La signature, une mention attendue
Le décret n° 2016-382 du 30 mars 2016 énumère les mentions de l’état des lieux (EDL) : date, identification des parties et du logement, description précise de chaque pièce, relevés de compteurs, clés — et la signature des parties. La signature n’est donc pas un ornement : elle fait partie des éléments attendus du document. Elle vient clore un acte établi de façon contradictoire, au sens de l’article 3-2 de la loi du 6 juillet 1989, c’est-à-dire en présence des deux parties ou de leurs représentants.
Signer, c’est reconnaître que la description correspond à ce que l’on a constaté ensemble. C’est cet accord matérialisé qui donne au document sa force : chacun est réputé avoir approuvé l’état décrit, pièce par pièce.
| Critère | État des lieux signé | État des lieux non signé |
|---|---|---|
| Accord des parties | Matérialisé par la signature | Non établi |
| Valeur | Fait foi entre les parties | Fragilisée |
| Mention du décret | Signature présente | Signature manquante |
| Base de comparaison | Solide à la sortie | Contestable |
| Caractère contradictoire | Confirmé | Difficile à prouver |
| En cas de litige | Référence opposable | Portée incertaine |
Ce que change l’absence de signature
Un état des lieux non signé n’est pas nécessairement dépourvu de tout intérêt, mais sa valeur est fragilisée. Rien n’y atteste que l’autre partie a accepté la description : elle peut soutenir qu’elle n’était pas présente, qu’elle n’a pas validé les observations, ou qu’elle en conteste le contenu. Le document perd alors ce qui faisait sa force — l’accord commun — et devient une simple déclaration, plus difficile à opposer.
À la sortie, cette fragilité pèse lourd. La comparaison entre l’entrée et la sortie, prévue par le décret, suppose une référence d’entrée fiable. Si l’état des lieux d’entrée n’est pas signé, la base même de la comparaison peut être discutée, ce qui complique la distinction entre usure normale et dégradations.
Que faire si une partie refuse de signer
Le refus de signer ne doit pas conduire à laisser le logement sans référence. L’article 3-2 prévoit que, à défaut d’état des lieux établi de façon amiable et contradictoire, il peut être dressé par un commissaire de justice, à l’initiative de la partie la plus diligente. Les deux parties sont alors avisées au moins sept jours à l’avance, et les frais sont partagés par moitié. Cette voie garantit qu’un document existe malgré le blocage.

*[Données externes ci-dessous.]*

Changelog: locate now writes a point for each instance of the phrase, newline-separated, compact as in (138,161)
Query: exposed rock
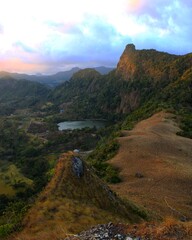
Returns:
(139,175)
(77,165)
(103,232)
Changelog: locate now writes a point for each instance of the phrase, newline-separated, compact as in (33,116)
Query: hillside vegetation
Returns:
(74,201)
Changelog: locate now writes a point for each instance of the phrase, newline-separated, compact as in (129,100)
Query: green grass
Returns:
(12,180)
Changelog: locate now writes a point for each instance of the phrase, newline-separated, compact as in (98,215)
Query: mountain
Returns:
(15,94)
(141,75)
(74,199)
(103,70)
(52,80)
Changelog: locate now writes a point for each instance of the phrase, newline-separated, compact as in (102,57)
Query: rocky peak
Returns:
(130,48)
(137,64)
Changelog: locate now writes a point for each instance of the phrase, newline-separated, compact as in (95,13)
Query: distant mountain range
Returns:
(52,80)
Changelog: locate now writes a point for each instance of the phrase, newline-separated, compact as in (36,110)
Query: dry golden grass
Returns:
(169,229)
(70,205)
(165,159)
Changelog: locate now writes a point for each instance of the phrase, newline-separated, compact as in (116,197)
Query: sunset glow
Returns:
(53,35)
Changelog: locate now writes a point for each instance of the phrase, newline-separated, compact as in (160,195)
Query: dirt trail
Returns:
(153,149)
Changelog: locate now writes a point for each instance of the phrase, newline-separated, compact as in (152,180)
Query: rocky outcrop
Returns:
(137,64)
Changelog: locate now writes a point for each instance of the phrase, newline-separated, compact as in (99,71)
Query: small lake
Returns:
(71,125)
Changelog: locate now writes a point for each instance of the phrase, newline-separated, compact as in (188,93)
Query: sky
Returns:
(48,36)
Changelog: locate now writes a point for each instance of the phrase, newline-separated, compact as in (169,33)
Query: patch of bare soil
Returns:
(156,167)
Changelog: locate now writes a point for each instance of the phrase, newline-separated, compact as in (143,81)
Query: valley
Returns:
(136,170)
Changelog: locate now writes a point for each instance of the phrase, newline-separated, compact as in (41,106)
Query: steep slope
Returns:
(74,200)
(155,165)
(135,64)
(19,94)
(141,75)
(54,79)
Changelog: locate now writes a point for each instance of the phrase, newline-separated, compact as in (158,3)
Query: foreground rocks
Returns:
(104,232)
(167,230)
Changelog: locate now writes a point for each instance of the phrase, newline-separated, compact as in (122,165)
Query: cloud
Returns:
(61,33)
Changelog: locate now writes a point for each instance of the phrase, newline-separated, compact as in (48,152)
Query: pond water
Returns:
(71,125)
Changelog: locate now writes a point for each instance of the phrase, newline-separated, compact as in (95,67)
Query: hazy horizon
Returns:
(52,36)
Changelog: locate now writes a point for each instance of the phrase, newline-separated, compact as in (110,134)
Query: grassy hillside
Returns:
(71,203)
(17,94)
(141,77)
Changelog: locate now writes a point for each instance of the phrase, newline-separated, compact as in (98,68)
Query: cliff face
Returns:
(136,64)
(140,75)
(74,200)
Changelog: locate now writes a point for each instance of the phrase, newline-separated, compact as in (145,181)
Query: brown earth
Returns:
(153,150)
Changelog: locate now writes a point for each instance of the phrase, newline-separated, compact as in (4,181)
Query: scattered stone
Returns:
(77,165)
(103,232)
(139,175)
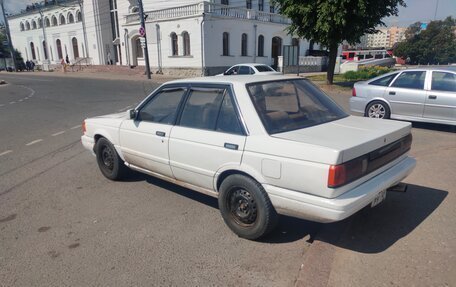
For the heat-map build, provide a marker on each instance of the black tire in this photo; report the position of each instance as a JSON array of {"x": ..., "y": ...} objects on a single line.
[
  {"x": 109, "y": 162},
  {"x": 245, "y": 207},
  {"x": 378, "y": 110}
]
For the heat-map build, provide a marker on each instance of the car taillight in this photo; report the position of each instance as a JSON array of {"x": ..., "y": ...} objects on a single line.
[{"x": 347, "y": 172}]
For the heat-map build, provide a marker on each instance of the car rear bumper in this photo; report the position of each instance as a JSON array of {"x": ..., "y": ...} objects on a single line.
[
  {"x": 322, "y": 209},
  {"x": 358, "y": 104},
  {"x": 88, "y": 143}
]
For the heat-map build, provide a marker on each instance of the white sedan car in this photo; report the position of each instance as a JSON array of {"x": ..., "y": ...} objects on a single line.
[
  {"x": 262, "y": 146},
  {"x": 250, "y": 69}
]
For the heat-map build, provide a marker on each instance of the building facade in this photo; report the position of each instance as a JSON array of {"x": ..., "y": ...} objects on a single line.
[{"x": 184, "y": 37}]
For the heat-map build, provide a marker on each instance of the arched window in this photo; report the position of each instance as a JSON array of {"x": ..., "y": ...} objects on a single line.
[
  {"x": 59, "y": 48},
  {"x": 186, "y": 40},
  {"x": 139, "y": 49},
  {"x": 62, "y": 19},
  {"x": 174, "y": 44},
  {"x": 226, "y": 44},
  {"x": 45, "y": 50},
  {"x": 70, "y": 18},
  {"x": 261, "y": 46},
  {"x": 244, "y": 44},
  {"x": 295, "y": 42},
  {"x": 32, "y": 49},
  {"x": 74, "y": 41}
]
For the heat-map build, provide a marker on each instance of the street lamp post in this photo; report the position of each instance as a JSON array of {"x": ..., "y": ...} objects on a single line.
[{"x": 8, "y": 35}]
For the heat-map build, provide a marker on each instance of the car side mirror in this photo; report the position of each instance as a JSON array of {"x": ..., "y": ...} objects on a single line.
[{"x": 133, "y": 114}]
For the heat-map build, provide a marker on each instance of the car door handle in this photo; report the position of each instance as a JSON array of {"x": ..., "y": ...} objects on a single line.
[
  {"x": 160, "y": 134},
  {"x": 231, "y": 146}
]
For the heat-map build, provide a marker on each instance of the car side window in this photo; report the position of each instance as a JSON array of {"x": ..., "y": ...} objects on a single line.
[
  {"x": 410, "y": 80},
  {"x": 442, "y": 81},
  {"x": 202, "y": 108},
  {"x": 385, "y": 81},
  {"x": 162, "y": 108},
  {"x": 228, "y": 120},
  {"x": 244, "y": 70}
]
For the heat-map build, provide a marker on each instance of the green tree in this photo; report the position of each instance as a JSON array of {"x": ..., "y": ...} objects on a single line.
[
  {"x": 330, "y": 22},
  {"x": 434, "y": 45}
]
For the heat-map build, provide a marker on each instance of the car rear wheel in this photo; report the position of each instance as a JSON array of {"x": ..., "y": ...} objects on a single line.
[
  {"x": 109, "y": 162},
  {"x": 378, "y": 110},
  {"x": 245, "y": 207}
]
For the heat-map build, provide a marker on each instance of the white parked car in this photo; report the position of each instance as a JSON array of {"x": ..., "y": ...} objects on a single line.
[
  {"x": 262, "y": 145},
  {"x": 250, "y": 69}
]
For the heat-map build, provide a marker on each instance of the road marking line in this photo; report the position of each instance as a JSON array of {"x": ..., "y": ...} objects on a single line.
[
  {"x": 6, "y": 152},
  {"x": 59, "y": 133},
  {"x": 34, "y": 142}
]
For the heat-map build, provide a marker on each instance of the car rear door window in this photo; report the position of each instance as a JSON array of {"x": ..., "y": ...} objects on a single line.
[
  {"x": 410, "y": 80},
  {"x": 162, "y": 108},
  {"x": 385, "y": 81},
  {"x": 202, "y": 108},
  {"x": 442, "y": 81},
  {"x": 244, "y": 70}
]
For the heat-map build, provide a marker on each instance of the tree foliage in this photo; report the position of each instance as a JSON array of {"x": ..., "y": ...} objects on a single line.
[
  {"x": 434, "y": 45},
  {"x": 330, "y": 22}
]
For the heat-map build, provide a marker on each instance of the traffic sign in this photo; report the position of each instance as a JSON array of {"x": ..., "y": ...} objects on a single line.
[{"x": 142, "y": 31}]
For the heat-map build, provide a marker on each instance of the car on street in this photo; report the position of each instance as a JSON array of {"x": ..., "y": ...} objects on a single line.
[
  {"x": 250, "y": 69},
  {"x": 422, "y": 95},
  {"x": 262, "y": 145}
]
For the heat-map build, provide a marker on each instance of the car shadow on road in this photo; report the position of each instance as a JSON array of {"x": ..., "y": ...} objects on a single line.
[
  {"x": 374, "y": 230},
  {"x": 435, "y": 127},
  {"x": 289, "y": 229}
]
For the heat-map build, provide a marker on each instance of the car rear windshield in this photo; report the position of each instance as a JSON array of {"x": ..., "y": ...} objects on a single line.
[
  {"x": 292, "y": 104},
  {"x": 263, "y": 68}
]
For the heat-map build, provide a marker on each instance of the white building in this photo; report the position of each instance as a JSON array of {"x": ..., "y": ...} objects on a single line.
[{"x": 183, "y": 37}]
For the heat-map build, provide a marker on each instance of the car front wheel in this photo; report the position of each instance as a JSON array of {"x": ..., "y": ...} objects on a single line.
[
  {"x": 109, "y": 162},
  {"x": 378, "y": 110},
  {"x": 245, "y": 207}
]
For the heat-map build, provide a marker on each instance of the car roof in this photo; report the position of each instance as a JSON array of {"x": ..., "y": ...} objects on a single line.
[{"x": 237, "y": 79}]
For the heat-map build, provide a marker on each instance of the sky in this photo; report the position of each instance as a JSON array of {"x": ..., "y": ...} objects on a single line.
[{"x": 416, "y": 10}]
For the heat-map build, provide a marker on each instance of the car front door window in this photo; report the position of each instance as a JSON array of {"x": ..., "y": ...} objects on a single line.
[{"x": 162, "y": 108}]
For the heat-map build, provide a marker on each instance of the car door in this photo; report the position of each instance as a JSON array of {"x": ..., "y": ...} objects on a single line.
[
  {"x": 406, "y": 94},
  {"x": 208, "y": 135},
  {"x": 144, "y": 140},
  {"x": 441, "y": 98}
]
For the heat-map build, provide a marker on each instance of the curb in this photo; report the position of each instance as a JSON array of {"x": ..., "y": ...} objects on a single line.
[{"x": 317, "y": 262}]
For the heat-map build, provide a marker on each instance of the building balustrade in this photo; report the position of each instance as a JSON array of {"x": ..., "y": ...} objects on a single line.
[{"x": 207, "y": 8}]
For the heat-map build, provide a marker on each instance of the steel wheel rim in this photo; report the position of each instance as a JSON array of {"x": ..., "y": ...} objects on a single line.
[
  {"x": 242, "y": 207},
  {"x": 107, "y": 158},
  {"x": 377, "y": 111}
]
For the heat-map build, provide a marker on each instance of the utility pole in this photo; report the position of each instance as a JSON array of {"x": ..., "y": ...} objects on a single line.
[
  {"x": 81, "y": 7},
  {"x": 143, "y": 25},
  {"x": 46, "y": 50},
  {"x": 8, "y": 35}
]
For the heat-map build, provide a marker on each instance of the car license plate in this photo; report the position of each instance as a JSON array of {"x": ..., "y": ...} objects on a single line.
[{"x": 379, "y": 198}]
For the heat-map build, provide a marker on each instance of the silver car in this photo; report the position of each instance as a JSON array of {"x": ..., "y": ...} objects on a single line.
[{"x": 422, "y": 95}]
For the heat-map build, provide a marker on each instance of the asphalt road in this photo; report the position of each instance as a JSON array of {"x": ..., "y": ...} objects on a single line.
[{"x": 63, "y": 224}]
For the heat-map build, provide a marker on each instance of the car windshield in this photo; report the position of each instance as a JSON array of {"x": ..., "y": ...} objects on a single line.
[
  {"x": 292, "y": 104},
  {"x": 264, "y": 68}
]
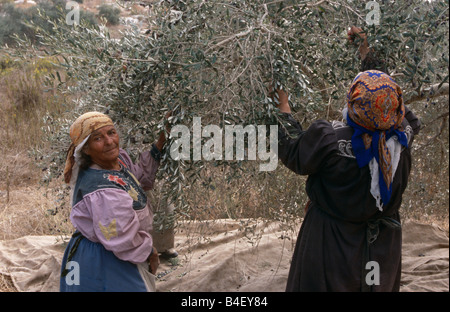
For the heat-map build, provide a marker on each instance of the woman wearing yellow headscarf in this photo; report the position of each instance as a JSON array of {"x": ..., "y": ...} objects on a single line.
[{"x": 112, "y": 249}]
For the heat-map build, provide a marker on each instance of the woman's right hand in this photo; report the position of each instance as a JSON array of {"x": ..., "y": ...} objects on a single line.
[
  {"x": 283, "y": 99},
  {"x": 153, "y": 261}
]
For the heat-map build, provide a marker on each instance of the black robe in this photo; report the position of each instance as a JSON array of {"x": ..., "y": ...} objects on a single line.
[{"x": 332, "y": 250}]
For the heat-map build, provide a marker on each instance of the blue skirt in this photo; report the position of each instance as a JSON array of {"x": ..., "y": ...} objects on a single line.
[{"x": 92, "y": 268}]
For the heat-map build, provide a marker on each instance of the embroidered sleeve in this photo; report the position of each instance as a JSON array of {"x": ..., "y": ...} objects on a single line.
[
  {"x": 144, "y": 170},
  {"x": 107, "y": 216}
]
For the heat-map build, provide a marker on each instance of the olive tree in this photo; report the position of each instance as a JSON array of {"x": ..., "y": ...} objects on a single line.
[{"x": 216, "y": 60}]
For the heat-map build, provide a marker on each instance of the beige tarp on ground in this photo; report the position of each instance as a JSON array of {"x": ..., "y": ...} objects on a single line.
[{"x": 224, "y": 256}]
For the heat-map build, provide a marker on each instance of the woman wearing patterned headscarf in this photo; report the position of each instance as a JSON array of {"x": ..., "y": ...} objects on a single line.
[
  {"x": 358, "y": 169},
  {"x": 112, "y": 249}
]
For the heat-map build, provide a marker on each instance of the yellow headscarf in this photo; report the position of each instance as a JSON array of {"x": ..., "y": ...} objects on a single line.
[{"x": 79, "y": 131}]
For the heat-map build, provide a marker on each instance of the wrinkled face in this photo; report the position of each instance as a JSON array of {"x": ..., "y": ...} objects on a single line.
[{"x": 103, "y": 146}]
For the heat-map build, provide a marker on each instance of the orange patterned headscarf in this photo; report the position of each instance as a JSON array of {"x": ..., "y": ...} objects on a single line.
[
  {"x": 79, "y": 131},
  {"x": 376, "y": 112}
]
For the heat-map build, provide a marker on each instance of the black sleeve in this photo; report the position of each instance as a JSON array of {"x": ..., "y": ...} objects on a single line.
[{"x": 304, "y": 152}]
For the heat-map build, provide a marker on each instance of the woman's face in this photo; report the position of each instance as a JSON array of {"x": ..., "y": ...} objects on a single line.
[{"x": 103, "y": 147}]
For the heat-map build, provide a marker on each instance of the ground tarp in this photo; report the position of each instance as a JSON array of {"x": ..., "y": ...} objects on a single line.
[{"x": 231, "y": 256}]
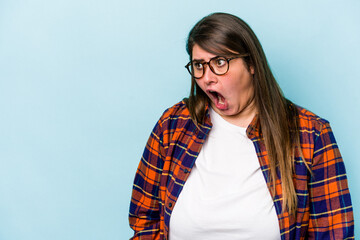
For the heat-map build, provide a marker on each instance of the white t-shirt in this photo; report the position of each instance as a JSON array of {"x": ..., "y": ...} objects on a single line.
[{"x": 225, "y": 195}]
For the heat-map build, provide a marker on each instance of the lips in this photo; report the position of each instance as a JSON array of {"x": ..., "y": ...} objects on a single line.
[{"x": 218, "y": 99}]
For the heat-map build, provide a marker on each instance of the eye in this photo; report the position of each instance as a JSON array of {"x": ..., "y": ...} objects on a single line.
[
  {"x": 198, "y": 65},
  {"x": 220, "y": 62}
]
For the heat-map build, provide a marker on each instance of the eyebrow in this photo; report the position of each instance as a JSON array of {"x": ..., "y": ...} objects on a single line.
[
  {"x": 202, "y": 60},
  {"x": 198, "y": 60}
]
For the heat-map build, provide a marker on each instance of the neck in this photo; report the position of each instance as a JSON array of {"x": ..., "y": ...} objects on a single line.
[{"x": 243, "y": 118}]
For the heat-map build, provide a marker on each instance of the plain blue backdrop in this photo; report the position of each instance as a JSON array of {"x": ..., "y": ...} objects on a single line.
[{"x": 82, "y": 84}]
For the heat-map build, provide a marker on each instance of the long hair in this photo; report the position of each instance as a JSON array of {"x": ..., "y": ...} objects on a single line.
[{"x": 224, "y": 34}]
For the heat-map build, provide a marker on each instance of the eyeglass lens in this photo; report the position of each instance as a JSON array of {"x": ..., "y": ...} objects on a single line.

Bonnes pratiques autour de la signature
- signer l’état des lieux au moment où il est établi, en présence des deux parties ;
- remettre un exemplaire signé à chaque partie, sur papier ou sous forme électronique ;
- consigner les réserves éventuelles dans le document plutôt que de refuser de signer ;
- en cas de blocage persistant, envisager l’intervention d’un commissaire de justice.
La signature n’ajoute rien à la description, mais elle lui donne sa portée. Un état des lieux précis et signé constitue une référence solide pour toute la durée du bail ; le même document non signé reste exposé à la contestation. Entre les deux, la différence ne tient pas au contenu, mais à la preuve de l’accord des parties.